A horse is placed for grazing inside a rectangular field \[70\]m by \[52\]m and is tethered to one corner by a rope \[21\]m long. How much area can it graze?

Answer 1

Hint:
We consider the corner O is the centre of the circular field. Since the area where the horse can graze is bounded by the length and width of the rectangular field, it is one fourth of the total area of the circular field.
Hence we find the total area of the circle and divide it by four to find the required result.

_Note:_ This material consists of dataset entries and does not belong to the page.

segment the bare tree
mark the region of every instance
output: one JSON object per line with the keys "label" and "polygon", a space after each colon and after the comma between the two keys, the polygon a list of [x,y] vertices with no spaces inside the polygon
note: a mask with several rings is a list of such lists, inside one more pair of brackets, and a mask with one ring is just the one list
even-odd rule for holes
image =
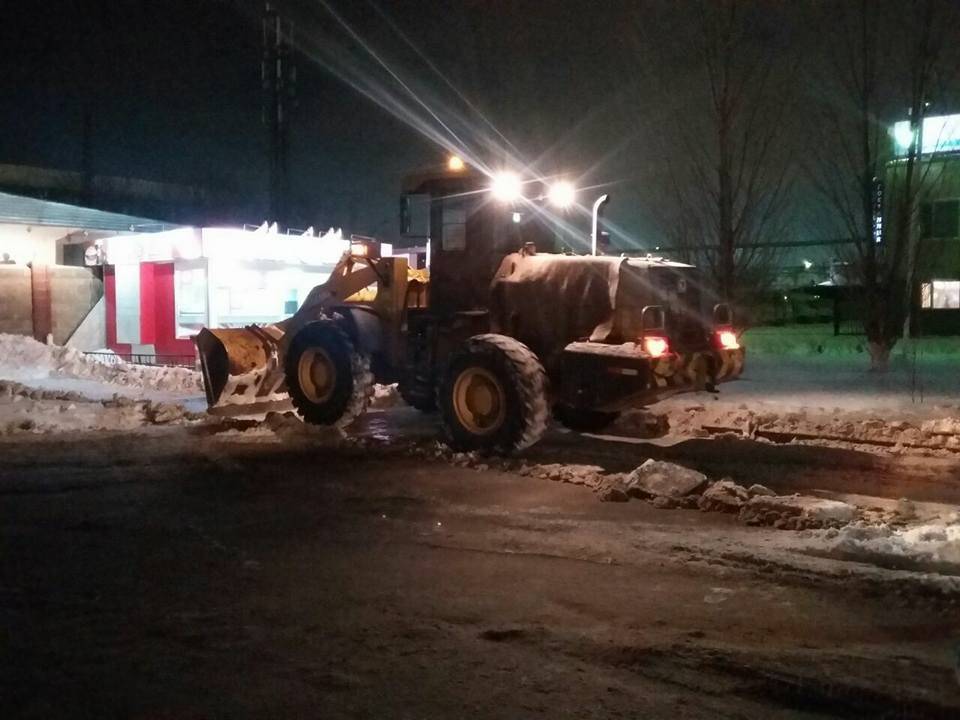
{"label": "bare tree", "polygon": [[[783,72],[792,54],[760,5],[702,0],[690,18],[693,32],[679,42],[671,35],[692,62],[687,106],[661,135],[670,145],[660,210],[668,242],[703,266],[717,294],[740,308],[749,308],[775,277],[793,185],[785,131],[792,87]],[[646,52],[657,42],[649,33],[640,40]],[[674,87],[661,88],[661,96],[678,92],[683,62],[666,60]]]}
{"label": "bare tree", "polygon": [[[909,324],[924,254],[918,197],[931,165],[920,162],[920,129],[952,13],[940,0],[860,0],[825,10],[823,25],[832,32],[818,89],[832,87],[827,97],[833,100],[823,109],[822,135],[811,148],[810,177],[852,242],[849,264],[862,288],[871,369],[884,370]],[[891,97],[897,86],[913,141],[904,156],[894,158],[882,118],[899,104]],[[882,232],[877,226],[881,212]]]}

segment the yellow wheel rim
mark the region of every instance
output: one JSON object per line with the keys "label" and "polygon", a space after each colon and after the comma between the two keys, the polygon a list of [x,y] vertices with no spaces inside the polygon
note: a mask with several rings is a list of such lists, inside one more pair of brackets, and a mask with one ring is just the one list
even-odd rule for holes
{"label": "yellow wheel rim", "polygon": [[493,373],[467,368],[453,384],[453,411],[463,427],[474,435],[488,435],[503,425],[506,397]]}
{"label": "yellow wheel rim", "polygon": [[333,394],[337,384],[337,369],[326,350],[306,350],[297,364],[297,379],[307,400],[320,404]]}

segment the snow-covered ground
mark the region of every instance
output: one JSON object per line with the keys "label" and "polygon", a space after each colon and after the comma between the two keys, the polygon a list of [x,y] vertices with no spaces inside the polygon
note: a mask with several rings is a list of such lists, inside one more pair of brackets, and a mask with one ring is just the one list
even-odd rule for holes
{"label": "snow-covered ground", "polygon": [[[856,339],[834,338],[836,347],[819,353],[820,335],[809,329],[793,334],[780,329],[767,335],[758,332],[757,338],[748,335],[747,363],[740,379],[723,384],[717,394],[686,393],[641,412],[625,413],[609,432],[689,437],[729,431],[778,442],[795,435],[799,442],[873,443],[884,451],[960,451],[960,373],[955,370],[958,356],[950,353],[953,346],[947,340],[938,340],[932,349],[924,346],[916,357],[904,346],[895,353],[890,371],[876,374],[867,372]],[[757,339],[756,351],[749,347],[751,339]],[[784,352],[776,354],[777,347]],[[205,410],[196,371],[104,363],[72,348],[21,336],[0,335],[0,380],[54,394],[73,393],[74,401],[122,396],[174,403],[190,413]],[[24,393],[13,396],[21,403],[13,418],[19,420],[28,412],[22,403],[31,398],[24,398]],[[402,401],[395,387],[376,388],[373,409],[397,404]],[[41,404],[31,412],[47,409]],[[53,408],[47,414],[62,413]],[[4,423],[0,408],[0,426],[4,425],[18,427],[19,422]]]}
{"label": "snow-covered ground", "polygon": [[132,430],[205,409],[200,373],[0,334],[0,434]]}
{"label": "snow-covered ground", "polygon": [[960,514],[903,527],[851,524],[842,528],[830,550],[847,559],[897,565],[922,564],[960,575]]}
{"label": "snow-covered ground", "polygon": [[[888,375],[875,376],[864,371],[861,358],[853,356],[758,353],[749,358],[744,377],[725,384],[719,395],[676,396],[649,412],[666,417],[669,432],[680,436],[704,434],[705,427],[715,426],[749,436],[766,429],[851,441],[884,440],[899,447],[931,445],[943,452],[960,448],[960,380],[943,359],[924,363],[922,371],[925,391],[921,401],[910,367],[895,365]],[[402,401],[395,387],[376,388],[373,409],[389,410],[398,404]],[[150,425],[204,422],[202,410],[200,377],[194,371],[104,364],[72,349],[0,335],[0,435],[55,437],[74,431],[136,431]],[[390,417],[380,413],[377,422],[389,422]],[[642,434],[650,426],[647,417],[628,414],[614,430]],[[274,415],[261,425],[243,428],[228,421],[215,432],[234,442],[261,442],[265,435],[276,442],[295,442],[306,437],[306,430],[293,415]],[[337,437],[331,435],[327,440],[338,442]],[[307,439],[315,440],[312,436]],[[410,441],[400,438],[399,442]],[[526,466],[522,461],[517,465],[451,455],[442,448],[431,450],[430,457],[481,472],[500,469],[581,484],[602,499],[638,497],[664,509],[737,512],[747,524],[800,531],[784,532],[776,542],[765,540],[772,543],[773,555],[789,552],[834,557],[960,576],[960,515],[955,508],[915,513],[907,506],[902,512],[894,509],[878,514],[871,510],[877,504],[875,498],[850,505],[814,497],[770,499],[764,488],[725,484],[720,478],[708,483],[703,476],[693,478],[695,482],[687,477],[685,482],[693,482],[696,489],[674,493],[674,497],[649,489],[637,491],[635,486],[643,484],[637,479],[642,473],[631,480],[631,475],[608,473],[599,466]],[[818,519],[817,513],[824,512],[841,512],[842,518]],[[744,547],[754,542],[745,535],[736,538],[736,542],[746,543]],[[729,539],[724,547],[733,548],[733,542],[734,538]],[[756,547],[746,551],[758,552]]]}
{"label": "snow-covered ground", "polygon": [[[395,385],[374,387],[371,409],[398,404]],[[0,434],[130,430],[196,421],[206,409],[195,370],[103,362],[74,348],[0,334]]]}
{"label": "snow-covered ground", "polygon": [[[960,359],[960,358],[958,358]],[[948,357],[885,374],[855,355],[750,354],[719,393],[675,395],[628,412],[611,434],[706,436],[728,430],[789,441],[874,443],[887,451],[960,451],[960,373]]]}
{"label": "snow-covered ground", "polygon": [[[71,347],[44,345],[33,338],[2,333],[0,379],[51,390],[80,392],[84,388],[88,393],[99,395],[126,389],[139,397],[152,393],[156,399],[160,394],[169,398],[203,393],[200,373],[195,370],[105,363]],[[69,387],[71,384],[73,387]]]}

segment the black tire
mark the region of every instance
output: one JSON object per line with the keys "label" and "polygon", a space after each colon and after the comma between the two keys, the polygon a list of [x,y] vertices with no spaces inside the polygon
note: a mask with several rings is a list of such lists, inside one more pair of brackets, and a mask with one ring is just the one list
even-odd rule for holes
{"label": "black tire", "polygon": [[[314,360],[322,353],[327,371],[322,385],[312,384],[311,353]],[[367,409],[373,396],[370,359],[357,352],[350,336],[332,320],[310,323],[297,333],[283,371],[293,406],[313,425],[345,427]]]}
{"label": "black tire", "polygon": [[422,413],[434,413],[437,411],[436,392],[412,392],[409,388],[405,387],[403,383],[400,383],[400,385],[397,387],[397,390],[400,393],[400,397],[403,398],[403,401],[410,407],[415,408]]}
{"label": "black tire", "polygon": [[569,405],[557,405],[553,408],[553,417],[557,422],[575,432],[599,432],[620,417],[618,412],[601,410],[582,410]]}
{"label": "black tire", "polygon": [[[493,390],[492,400],[484,405],[486,414],[470,409],[464,399],[475,394],[474,382],[482,384],[488,396],[487,390]],[[523,343],[505,335],[475,335],[447,366],[437,405],[444,439],[454,450],[523,450],[547,429],[547,376]]]}

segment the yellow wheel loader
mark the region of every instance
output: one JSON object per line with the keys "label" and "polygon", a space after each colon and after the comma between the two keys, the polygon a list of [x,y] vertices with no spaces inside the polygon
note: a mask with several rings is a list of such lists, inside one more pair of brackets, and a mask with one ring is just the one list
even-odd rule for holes
{"label": "yellow wheel loader", "polygon": [[554,195],[462,164],[407,178],[402,230],[427,240],[429,273],[363,239],[289,319],[202,330],[210,406],[289,403],[345,426],[374,382],[399,383],[410,405],[439,412],[453,448],[508,453],[551,414],[598,431],[627,407],[740,374],[730,311],[696,268],[557,252],[571,239]]}

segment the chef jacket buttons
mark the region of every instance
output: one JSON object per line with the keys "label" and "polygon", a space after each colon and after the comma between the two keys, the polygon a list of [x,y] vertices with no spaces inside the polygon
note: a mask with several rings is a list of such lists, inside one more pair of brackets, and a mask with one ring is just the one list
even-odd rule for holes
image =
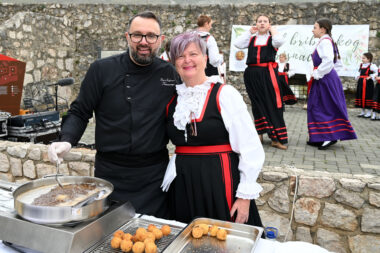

Complete step-by-step answer:
It is given that the length and width of the rectangular field is \[70\]m and \[52\]m respectively. A horse is placed for grazing at a corner O (shown in the diagram). The length of the rope of the horse is \[21\]m.
Now we have to find the area that the horse can graze.
As per the diagram, the horse can graze a circular field of radius of \[21\]m. We consider the corner O is the centre of the circular field. Since the area where the horse can graze is bounded by the length and width of the rectangular field, it is one fourth of the total area of the circular field.
We know that the area of the circle of radius \[r\] is \[\pi {r^2}\]sq. m
Substituting the \[r = 21\] we get, the area of the circular field is \[ = \pi \times 21 \times 21\]sq. m
Solving the above equation by substituting the value of $\pi $ as $\dfrac{{22}}{7}$ we get,
The area is \[1386\]sq. m.
Therefore, the area it can graze is just one fourth of the total area, we get,
The area it can graze \[ = \dfrac{1}{4} \times 1386\]sq. m
Solving the above equation by dividing the term in the denominator we get, the area it can graze \[ = 346.5\]sq. m.
Hence, the area it can graze \[346.5\]sq. m.

Note:
If a horse is tethered at a fixed point, it can move freely in a circular field whose radius is the length of the rope. So we have used the area of the circle of radius r to find the area of field that the horse can graze.